The civic administration has decided to take the help of the lab reports of contaminated water samples. The plan is to replace the pipes from those areas, where the instances of contamination have taken place since last six months.
“The reports have shown that the areas mostly in the old parts of the city, such as Rajarampuri, Shahupuri, Sane Guruji Vasahat and Sambhaji Nagar, have witnessed the water contamination. In the first phase, the pipes from these areas will be replaced,” he said.
At present, the total water distribution network of the city is about 900 kms. Almost one third of this network is 35 to 40 year old. The KMC has started replacing the old pipelines and it claims that it has replaced the old pipelines of around 150 kms.
Before drafting the work for replacing the old pipes, the civic administration has conducted the water audit of the network, which shows that the areas with higher consumption of water are prone to contamination due to leakages caused due to imbalanced water pressure.
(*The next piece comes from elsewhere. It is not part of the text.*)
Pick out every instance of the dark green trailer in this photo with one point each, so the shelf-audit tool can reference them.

According to a status report drafted by the water supply network, since January this year around 230 cases of leakages have been found and the KMC has spent Rs 1.5 crore to plug them.
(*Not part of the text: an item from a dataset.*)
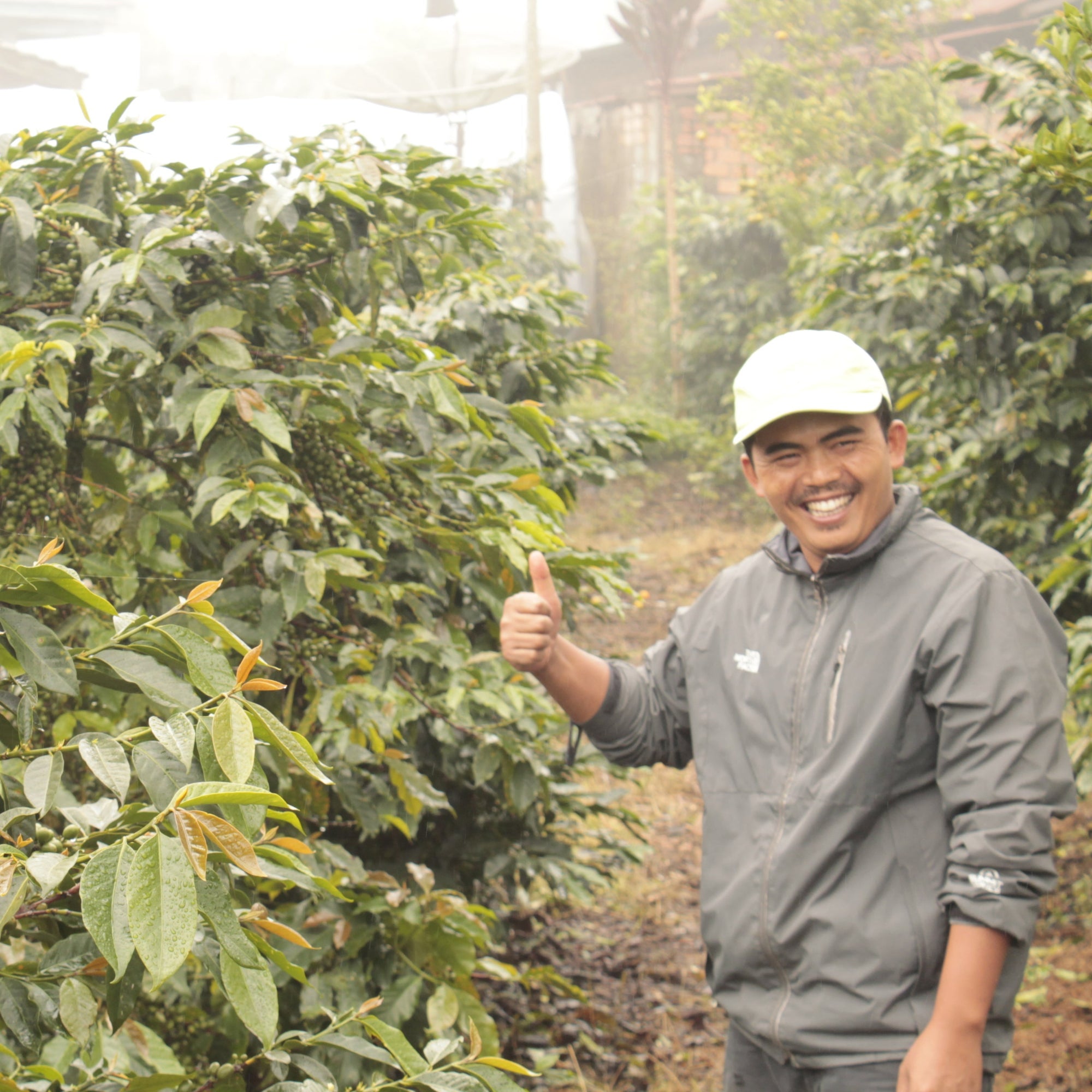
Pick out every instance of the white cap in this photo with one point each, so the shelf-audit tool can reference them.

According to the vision document of city development plan drafted in 2011 to meet the needs of the city for next 30 years, about 30% of the water distribution system is outdated due to which the city is facing the problems of contamination due to leakages. The plan also states that along with the contamination the poor treatment facilities at the Bawada water treatment work which supplies water to the ‘E’ ward area where around 50% of the population resides needs to improvise.
Environmentalist Uday Gaikwad said the real issue before the civic administration is that they do not have the maps of the water supply network and therefore could not undertake the work to replace the old pipes.
“We have suggested that the civic administration should undertake the work from the areas, where frequent water contamination is observed and should not undertake any new water supply work till the work to replace old pipes is completed,” he said.